Besides pizza, Dewey's makes only salads and calzones. (A trio of cakes for dessert -- usually carrot, chocolate and cheese -- comes from Cravings in Webster Groves and/or Hank's Cheesecake in Richmond Heights.) It's crazy how much lip service is paid -- both by staff and customers -- to Dewey's five oversize signature salads, but it's also right-on. Each begins on beds of top-quality field greens and/or romaine, which then are studded with offbeat ingredients like pine nuts, dried cranberries, whole garlic cloves and candied walnuts, dressed up with a bit of cheese (goat, Parmesan, feta or Gorgonzola) and coated with a house-made dressing. The wholly nontraditional Greek salad was my favorite, treated with a roasted red-pepper glaze that boasted pitch-perfect spiciness and a quartet of fat and delicious cucumber slices arrayed along the plate's edge. I was less taken by the peppercorn ranch salad: pleasant but boring, as might be expected when a salad is named after its dressing.
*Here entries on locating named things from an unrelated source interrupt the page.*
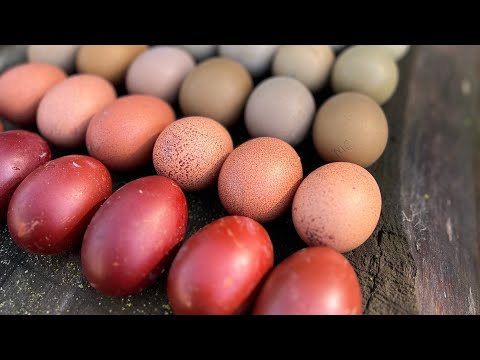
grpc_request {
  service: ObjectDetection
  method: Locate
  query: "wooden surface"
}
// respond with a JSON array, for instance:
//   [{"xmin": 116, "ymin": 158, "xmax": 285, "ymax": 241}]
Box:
[{"xmin": 0, "ymin": 46, "xmax": 480, "ymax": 314}]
With so much hoopla surrounding the pizzas and salads, the calzone gets short shrift. Usually a calzone is a cheesy-goopy gluttonous good time, but Dewey's calzones are much more refined than that. That's mostly because there's much more mozzarella than ricotta stuffed inside (I'd actually like to see a bit more ricotta in there), and also because each can be filled with up to three pizza-topping ingredients. When I asked for tomatoes, I was offered a choice of sliced or diced. When I asked for mushrooms, I was offered a choice of button mushrooms or an oyster-shiitake-portobello blend. Talk about sophisticated.

Speaking of sophisticated, forget the old stereotype of teenage kids slinging pies as a part-time job. Dewey's must raid the staff at local bookstores to find its help. These are the smartest, most mature, most self-assured, most bookish-cute waiters and waitresses I've ever seen at a pizza joint. Servers aren't assigned sections or tables at Dewey's; customers are considered communal, so three or four people may take care of your table during the course of a meal, which results in some mighty attentive service.

When DeWitt opened his first Dewey's, he anticipated a heavy delivery business. But customers were so taken by the restaurant's cozy, one-room atmosphere that it quickly became known as a sit-down pizzeria. The company has never let that image lapse. All of its operations top out at under two dozen tables, always in one room. There's a cubby-size bar near the entrance in Kirkwood where grown-ups wait for a table on weekends (beware: they don't take reservations, and on Friday and Saturday nights waits can reach an hour). Children can happily pass the time watching the pizza guys through the kitchen's windows.

Dewey's had an opportunity to open up down the street from where they are, in the brand-new condo and retail development Station Plaza. But, says Justice, "We never would have signed on to go into that spot. We want to be in the older, established neighborhoods. We want the place to look good, and to have that certain energy when you walk in."

The clientele has responded, already treating Dewey's like a neighborhood place that's been around forever.